Newton's second law of motion is an interesting formula that seems to be applicable to how companies are operating
F = m * a
Simply put, given the bare bone formula there are 4 different combinations:
- High mass, high acceleration
- e.g. huge disruptive companies (1,000 x 10 = 10,000)
- High mass, low acceleration,
- e.g. huge conservative companies (1,000 x 1 = 1,000)
- Low mass, high acceleration,
- e.g. small growing companies (100 x 10 = 1,000)
- Low mass, low acceleration,
- e.g. small conservative companies (100 x 1 = 100)
As companies grow there is a positive correlation in how much resources they amass. There is an undeniable strength in number, but it also creates complexity that breeds processes and standardization. By default, an ever growing company will see an overall reduced velocity as they now have to solve growing internal problems that was once safe to ignore and external problems that multiply exponentially. The baseline of their impact will still be huge, but it's purely out of their mass alone.
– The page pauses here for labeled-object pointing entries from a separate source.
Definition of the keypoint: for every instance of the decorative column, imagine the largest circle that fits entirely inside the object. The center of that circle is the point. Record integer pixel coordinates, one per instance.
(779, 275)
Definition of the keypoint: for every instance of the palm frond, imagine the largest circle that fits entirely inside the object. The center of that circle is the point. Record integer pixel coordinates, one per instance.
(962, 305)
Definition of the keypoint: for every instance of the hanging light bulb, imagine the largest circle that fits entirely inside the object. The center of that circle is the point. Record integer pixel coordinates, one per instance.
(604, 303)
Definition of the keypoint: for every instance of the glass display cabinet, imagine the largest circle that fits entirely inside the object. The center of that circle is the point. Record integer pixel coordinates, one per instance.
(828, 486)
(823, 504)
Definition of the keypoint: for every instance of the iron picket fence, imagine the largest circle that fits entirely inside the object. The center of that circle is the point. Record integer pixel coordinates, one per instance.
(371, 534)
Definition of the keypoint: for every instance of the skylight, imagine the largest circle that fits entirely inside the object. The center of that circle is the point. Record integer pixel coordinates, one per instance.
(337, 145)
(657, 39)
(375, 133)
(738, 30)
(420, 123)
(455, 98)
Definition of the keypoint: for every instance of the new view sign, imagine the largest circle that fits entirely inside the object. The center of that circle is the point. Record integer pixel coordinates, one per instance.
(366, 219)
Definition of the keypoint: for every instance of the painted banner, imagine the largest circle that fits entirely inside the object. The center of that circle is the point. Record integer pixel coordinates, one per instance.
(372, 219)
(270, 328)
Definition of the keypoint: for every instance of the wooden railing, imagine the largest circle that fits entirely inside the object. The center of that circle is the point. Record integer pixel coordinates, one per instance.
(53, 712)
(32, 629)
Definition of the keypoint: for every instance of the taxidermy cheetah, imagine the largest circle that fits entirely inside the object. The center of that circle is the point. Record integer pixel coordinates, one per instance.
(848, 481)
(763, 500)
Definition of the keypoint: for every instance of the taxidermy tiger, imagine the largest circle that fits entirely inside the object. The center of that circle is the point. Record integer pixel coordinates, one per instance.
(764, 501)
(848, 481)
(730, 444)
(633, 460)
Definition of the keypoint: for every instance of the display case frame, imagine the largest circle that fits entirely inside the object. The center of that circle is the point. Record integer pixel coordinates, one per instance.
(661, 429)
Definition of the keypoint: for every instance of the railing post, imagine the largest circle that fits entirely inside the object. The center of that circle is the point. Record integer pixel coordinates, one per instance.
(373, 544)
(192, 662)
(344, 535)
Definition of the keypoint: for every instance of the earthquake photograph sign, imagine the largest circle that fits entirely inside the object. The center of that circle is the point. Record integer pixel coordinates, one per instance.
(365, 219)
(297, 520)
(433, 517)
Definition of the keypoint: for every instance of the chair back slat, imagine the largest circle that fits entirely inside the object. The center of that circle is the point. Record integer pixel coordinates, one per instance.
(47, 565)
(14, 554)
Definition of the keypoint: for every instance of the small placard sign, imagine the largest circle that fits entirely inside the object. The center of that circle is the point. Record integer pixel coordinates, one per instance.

Most companies that seek high returns will definitely aim to get themselves to the first model. But given varying circumstances in reality, different strategies have to be employed that utilize either mass or acceleration factors. If a company is helmed by people who are experienced or committed in handling the processes, an increase in mass is advisable. Vice versa, it might be more useful to focus on how fast the company can move when such veterans are nonexistent.